Das ist falsch: Das Bahnhofsrad gehört hierher. Genau hierher. Es wird hierher- und wieder wegbewegt. Oft regelmäßig, meist nur ein paar Minuten lang. Es taugt auch nur für Kurzstrecken.

Doch auf die kommt es an: Erst das Bahnhofsrad macht die Verkehrs- und Mobilitätswende möglich. Es ist der Mobilitätsgarant der "letzten Meile". Weil diese "letzte Meilen", die Wege zum Supermarkt, zum Greißler, zum Bahnhof, so unvermeidlich wie kurz sind. Zu Fuß ungemütlich lang, mit dem Auto schlicht dumm: Die Parkplatzsuche dauert länger als die Fahrt – aber Bügel oder Geländer für das Rad finden sich.

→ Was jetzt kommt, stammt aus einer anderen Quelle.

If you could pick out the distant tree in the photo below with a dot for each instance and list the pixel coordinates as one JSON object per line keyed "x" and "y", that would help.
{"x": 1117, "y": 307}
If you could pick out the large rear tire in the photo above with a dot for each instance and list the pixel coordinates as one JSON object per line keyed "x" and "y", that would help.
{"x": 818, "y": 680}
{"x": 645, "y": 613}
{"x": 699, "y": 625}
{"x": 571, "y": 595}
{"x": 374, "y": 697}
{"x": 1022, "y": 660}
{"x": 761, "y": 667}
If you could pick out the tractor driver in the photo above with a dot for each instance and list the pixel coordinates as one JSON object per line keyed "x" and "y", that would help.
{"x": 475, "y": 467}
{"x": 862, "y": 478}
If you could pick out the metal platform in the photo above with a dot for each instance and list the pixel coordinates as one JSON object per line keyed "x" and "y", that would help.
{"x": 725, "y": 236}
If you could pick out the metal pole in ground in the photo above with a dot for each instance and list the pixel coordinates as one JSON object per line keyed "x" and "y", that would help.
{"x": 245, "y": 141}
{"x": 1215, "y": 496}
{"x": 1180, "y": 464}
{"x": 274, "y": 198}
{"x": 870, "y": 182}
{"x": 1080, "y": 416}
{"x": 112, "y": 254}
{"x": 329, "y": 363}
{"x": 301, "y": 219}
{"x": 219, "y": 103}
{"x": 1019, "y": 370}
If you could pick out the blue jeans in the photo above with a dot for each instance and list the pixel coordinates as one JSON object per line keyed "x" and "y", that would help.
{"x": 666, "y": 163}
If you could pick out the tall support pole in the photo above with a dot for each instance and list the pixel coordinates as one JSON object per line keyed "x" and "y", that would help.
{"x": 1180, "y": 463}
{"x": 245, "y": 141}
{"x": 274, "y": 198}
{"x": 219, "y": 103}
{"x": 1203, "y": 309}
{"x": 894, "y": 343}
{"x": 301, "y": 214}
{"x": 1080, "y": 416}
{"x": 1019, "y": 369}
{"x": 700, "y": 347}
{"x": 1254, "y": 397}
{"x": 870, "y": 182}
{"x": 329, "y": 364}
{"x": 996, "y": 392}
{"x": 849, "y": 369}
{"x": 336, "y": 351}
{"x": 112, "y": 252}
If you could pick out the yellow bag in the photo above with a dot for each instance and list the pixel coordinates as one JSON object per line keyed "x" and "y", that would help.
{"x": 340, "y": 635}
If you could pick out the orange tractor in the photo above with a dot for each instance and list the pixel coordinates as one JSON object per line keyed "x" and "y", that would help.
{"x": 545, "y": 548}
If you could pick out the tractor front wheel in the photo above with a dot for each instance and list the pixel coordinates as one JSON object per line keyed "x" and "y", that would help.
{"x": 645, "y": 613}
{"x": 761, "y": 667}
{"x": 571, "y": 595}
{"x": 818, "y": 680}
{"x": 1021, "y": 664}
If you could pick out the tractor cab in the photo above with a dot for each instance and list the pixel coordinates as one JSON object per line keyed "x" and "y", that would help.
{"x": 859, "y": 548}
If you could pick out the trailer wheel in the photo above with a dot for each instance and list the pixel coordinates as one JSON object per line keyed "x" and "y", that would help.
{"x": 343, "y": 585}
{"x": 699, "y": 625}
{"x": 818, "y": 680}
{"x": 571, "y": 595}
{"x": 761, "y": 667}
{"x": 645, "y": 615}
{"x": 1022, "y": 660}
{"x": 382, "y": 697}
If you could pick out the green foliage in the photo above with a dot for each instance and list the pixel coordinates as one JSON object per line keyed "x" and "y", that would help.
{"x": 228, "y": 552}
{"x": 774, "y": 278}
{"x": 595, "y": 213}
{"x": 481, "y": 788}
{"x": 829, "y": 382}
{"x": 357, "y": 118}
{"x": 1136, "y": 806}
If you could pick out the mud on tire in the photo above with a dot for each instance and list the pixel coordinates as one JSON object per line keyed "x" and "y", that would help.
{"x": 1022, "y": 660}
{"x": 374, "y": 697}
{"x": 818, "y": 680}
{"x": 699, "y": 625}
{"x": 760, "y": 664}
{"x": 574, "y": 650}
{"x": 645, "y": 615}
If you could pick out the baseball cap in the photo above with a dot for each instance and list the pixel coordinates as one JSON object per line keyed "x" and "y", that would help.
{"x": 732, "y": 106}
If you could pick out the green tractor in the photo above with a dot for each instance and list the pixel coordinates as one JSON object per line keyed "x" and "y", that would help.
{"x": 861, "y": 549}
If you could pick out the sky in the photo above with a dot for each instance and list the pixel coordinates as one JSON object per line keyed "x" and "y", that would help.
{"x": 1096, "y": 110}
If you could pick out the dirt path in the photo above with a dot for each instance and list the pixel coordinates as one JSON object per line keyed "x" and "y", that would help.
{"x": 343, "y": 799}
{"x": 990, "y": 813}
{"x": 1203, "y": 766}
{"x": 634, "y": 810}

Bahnhofsräder nehmen den guten Rädern den Bügel weg. Stimmt. Stimmt aber auch nicht.
Foto: Guido Gluschitsch

Apropos Bügel: Bahnhofsräder blockieren Bügel für "gute" Räder nicht. Weil niemand, der halbwegs bei Trost ist, mit dem "guten Rad" zum Bahnhof radelt. Denn das Bahnhofsrad ist noch da. Auch wenn man nach mehreren Arbeitstagen wieder aus der S- oder U-Bahn steigt.

Für Diebe uninteressant

Eben weil es niemand will. Nicht einmal Fahrraddiebe: Den schlecht ausgerüsteten Alltagsdieb mit momentanem Mobilitätsbedarf vergrault schon ein mittelgutes Schloss. Und für den gewerbsmäßigen Profi, der mit Lieferwagen und Akkuflex anrückt, der Räder ganz oder filetiert weiterverkauft, ist das Bahnhofsrad, wonach es aussieht: unverkäuflicher und damit wertloser Schrott.

Natürlich: Unter den 17.595 Fahrrädern, die in Österreich im Vorjahr gestohlen wurden, sind auch Bahnhofsräder. Wie viele, weiß – auch mangels Definition – niemand. Gestohlen wird – insgesamt – aber weniger, sagt Christian Gratzer vom VCÖ: 2020 gingen knapp 18.000 verloren – aber 2015 waren es 28.000. Gleich bleibe aber die Quote der wiedergefundenen Räder (klägliche neun Prozent) und jene Faktoren, die das Diebstahlrisiko vergrößern.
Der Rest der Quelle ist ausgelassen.